NCPA - National Center for Policy Analysis

Linking Teacher Skills to Student Achievement

December 10, 2014

International assessment tests have shown large gaps in students' cognitive skills across countries. In a new paper published by the National Bureau of Economic Research, Eric Hanushek of the Hoover Institution and Marc Piopiunik and Simon Wiederhold of the Institute for Economic Research ask whether teachers' cognitive skills might explain the gap: is there a link between teacher quality and student performance?

Previous research has focused on the academic achievements of teachers. For example, 100 percent of teachers in Singapore, Finland and South Korea come from the top third of their countries' academic achievers, while just 23 percent of American teachers come from the top third.

Using data from the Programme for the International Assessment of Adult Competencies (PIAAC), which measures cognitive skills of adults in OECD countries, Hanushek, Piopiunik and Widerhold note that the literacy skills of teachers in Italy and Russia (the countries with the lowest-performing teachers) are similar to the skills of employed Canadians with only vocational degrees, while the literacy skills of teachers in Japan and Finland (the countries whose teachers demonstrated the best cognitive skills) are higher than the cognitive skills of Canadians with master's degrees or PhDs.

According to the report from Hanushek, Piopiunik and Widerhold, teachers' cognitive skills do have a significant relationship to student achievement:

  • Students in countries that score well on international achievement tests have teachers with higher numeracy and literacy skills.
  • Finland has the most skilled teachers according to PIAAC. Were all countries to bring its teachers to the level of Finnish teachers, student performance would improve.

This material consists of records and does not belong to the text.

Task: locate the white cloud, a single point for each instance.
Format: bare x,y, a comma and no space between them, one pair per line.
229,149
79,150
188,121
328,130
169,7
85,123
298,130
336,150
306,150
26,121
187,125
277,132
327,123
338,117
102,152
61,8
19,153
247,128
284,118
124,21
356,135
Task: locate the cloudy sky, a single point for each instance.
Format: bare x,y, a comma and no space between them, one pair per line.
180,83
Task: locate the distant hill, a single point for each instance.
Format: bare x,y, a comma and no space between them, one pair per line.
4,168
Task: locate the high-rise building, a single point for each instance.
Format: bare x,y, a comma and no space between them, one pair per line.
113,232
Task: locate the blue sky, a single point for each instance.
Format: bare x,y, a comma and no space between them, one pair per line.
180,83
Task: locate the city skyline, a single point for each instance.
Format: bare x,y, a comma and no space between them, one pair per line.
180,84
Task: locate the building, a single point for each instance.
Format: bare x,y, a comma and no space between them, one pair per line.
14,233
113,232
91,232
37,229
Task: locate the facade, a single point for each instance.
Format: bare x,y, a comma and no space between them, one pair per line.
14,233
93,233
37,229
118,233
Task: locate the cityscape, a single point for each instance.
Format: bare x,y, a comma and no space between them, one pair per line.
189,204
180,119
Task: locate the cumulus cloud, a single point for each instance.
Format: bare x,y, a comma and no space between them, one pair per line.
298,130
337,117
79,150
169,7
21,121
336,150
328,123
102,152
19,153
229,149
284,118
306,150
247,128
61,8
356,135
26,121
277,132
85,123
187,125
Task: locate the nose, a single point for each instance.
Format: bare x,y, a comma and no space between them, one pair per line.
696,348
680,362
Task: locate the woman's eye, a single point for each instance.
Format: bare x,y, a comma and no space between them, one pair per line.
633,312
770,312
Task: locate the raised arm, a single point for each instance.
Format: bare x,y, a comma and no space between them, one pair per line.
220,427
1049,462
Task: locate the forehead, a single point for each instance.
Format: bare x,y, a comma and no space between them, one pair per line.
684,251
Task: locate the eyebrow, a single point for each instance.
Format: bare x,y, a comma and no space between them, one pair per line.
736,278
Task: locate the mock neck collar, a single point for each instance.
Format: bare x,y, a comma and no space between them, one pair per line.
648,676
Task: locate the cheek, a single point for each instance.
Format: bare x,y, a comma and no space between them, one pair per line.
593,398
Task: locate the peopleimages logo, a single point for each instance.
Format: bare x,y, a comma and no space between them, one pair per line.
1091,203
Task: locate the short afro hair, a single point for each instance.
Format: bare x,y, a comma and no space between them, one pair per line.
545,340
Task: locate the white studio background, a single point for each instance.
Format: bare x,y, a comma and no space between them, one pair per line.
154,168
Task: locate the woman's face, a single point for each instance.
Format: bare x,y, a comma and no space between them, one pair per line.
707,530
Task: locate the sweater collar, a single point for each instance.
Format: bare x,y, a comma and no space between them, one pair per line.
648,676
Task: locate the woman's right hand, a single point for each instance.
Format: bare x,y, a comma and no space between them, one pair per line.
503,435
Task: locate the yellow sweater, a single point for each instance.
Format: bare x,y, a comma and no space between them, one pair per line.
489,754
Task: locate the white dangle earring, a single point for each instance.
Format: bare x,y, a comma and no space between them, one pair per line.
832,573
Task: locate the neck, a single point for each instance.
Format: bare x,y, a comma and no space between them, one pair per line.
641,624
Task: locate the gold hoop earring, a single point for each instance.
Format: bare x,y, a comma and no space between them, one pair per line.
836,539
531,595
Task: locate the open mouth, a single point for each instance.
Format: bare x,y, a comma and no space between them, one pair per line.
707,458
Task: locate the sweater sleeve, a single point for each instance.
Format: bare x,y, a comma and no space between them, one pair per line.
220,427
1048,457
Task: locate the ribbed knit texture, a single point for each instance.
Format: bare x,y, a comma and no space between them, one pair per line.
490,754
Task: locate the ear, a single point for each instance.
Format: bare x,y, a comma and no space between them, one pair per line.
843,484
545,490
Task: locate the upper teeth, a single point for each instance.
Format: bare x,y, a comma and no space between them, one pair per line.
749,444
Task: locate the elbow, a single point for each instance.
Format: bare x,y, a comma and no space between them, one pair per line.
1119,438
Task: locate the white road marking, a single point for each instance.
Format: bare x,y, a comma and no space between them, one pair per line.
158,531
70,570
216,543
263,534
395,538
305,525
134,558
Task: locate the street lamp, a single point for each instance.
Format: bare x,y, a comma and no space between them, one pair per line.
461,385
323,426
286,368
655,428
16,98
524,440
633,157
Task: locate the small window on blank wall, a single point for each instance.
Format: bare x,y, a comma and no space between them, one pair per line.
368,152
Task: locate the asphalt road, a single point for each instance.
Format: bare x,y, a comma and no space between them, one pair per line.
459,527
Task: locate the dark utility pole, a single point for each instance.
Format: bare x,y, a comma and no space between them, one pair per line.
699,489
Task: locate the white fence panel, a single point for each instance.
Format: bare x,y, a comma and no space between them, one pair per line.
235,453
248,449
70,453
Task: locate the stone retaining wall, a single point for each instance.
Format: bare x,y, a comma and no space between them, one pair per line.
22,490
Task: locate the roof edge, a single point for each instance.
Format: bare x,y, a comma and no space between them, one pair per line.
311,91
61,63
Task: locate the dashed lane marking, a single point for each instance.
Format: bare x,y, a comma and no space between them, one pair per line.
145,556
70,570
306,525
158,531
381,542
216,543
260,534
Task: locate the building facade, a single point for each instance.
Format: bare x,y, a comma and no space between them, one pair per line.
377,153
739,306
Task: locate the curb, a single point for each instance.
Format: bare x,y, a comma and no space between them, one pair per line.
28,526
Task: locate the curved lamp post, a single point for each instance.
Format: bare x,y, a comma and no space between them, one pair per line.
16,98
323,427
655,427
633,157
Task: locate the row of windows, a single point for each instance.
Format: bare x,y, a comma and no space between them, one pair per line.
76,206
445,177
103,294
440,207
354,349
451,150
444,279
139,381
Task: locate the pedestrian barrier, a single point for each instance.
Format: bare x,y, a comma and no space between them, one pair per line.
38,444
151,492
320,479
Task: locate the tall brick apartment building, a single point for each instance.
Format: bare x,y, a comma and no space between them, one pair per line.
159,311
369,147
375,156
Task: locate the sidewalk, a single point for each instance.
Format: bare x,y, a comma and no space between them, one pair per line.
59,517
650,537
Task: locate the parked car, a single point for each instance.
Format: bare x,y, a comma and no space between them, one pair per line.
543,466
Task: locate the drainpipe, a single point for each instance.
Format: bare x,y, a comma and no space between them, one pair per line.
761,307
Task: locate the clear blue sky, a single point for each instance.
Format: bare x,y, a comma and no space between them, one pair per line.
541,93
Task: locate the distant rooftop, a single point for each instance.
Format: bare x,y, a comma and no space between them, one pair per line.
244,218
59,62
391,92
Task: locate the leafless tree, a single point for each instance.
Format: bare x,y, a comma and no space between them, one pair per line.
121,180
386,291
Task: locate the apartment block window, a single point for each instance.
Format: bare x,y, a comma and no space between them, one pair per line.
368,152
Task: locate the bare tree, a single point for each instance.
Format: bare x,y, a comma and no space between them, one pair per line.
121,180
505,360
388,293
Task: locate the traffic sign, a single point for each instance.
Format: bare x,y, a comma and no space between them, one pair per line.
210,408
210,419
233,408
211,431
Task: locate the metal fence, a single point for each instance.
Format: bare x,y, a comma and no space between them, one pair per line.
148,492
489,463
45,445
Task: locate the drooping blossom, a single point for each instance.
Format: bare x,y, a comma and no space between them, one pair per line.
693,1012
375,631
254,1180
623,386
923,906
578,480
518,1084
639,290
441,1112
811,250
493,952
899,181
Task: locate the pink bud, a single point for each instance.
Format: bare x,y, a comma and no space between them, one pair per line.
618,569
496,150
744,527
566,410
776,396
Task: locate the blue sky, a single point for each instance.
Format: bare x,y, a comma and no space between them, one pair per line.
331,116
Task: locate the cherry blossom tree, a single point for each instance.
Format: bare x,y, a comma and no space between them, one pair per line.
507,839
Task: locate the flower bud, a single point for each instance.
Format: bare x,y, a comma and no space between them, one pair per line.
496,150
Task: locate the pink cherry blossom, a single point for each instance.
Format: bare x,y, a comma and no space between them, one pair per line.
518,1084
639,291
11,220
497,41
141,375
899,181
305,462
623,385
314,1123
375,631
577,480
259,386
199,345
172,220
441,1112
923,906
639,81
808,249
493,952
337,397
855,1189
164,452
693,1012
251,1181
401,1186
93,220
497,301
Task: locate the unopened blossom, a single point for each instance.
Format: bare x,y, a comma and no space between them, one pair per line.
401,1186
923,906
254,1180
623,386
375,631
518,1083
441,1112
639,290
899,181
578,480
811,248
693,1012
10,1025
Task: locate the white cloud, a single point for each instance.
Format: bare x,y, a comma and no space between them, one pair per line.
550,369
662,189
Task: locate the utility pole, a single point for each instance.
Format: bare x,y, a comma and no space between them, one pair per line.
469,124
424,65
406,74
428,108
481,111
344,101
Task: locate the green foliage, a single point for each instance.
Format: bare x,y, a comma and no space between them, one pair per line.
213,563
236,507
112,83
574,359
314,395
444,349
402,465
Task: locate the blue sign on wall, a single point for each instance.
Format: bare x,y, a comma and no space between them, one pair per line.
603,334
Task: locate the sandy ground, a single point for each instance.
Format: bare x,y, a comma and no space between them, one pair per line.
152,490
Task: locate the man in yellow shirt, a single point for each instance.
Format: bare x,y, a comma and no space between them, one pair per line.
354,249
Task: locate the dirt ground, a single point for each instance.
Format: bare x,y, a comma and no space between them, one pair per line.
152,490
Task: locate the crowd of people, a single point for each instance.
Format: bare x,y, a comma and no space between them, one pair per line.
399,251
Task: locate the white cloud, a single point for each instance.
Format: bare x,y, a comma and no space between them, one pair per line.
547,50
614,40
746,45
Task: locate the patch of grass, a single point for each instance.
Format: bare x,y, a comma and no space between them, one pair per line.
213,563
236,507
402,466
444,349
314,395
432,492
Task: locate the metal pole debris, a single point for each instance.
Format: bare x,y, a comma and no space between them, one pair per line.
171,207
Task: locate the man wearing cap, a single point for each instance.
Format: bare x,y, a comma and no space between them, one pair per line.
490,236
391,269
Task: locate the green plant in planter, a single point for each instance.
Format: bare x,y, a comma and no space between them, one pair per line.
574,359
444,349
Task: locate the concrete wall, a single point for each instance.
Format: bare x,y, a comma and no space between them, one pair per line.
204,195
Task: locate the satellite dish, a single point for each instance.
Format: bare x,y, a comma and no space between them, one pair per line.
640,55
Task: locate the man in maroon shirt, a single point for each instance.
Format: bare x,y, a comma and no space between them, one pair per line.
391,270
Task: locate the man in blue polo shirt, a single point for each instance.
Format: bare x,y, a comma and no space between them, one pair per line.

The United States would see an increase in math performance of 54 percent of a standard deviation, while Russia would see math improvement of 73 percent of a standard deviation.

The authors also report that teachers' wages are related to teachers' cognitive skills; an increase in teacher salaries by one standard deviation is associated with an increase in teacher math skills of 40 percent of a standard deviation and an increase in literacy skills of 30 percent of a standard deviation.

The authors conclude, "Smarter teachers produce smarter students."

Source: Eric A. Hanushek, Marc Piopiunik and Simon Wiederhold, "The Value of Smarter Teachers: International Evidence on Teacher Cognitive Skills and Student Performance," National Bureau of Economic Research, Working Paper No. 20727, December 2014.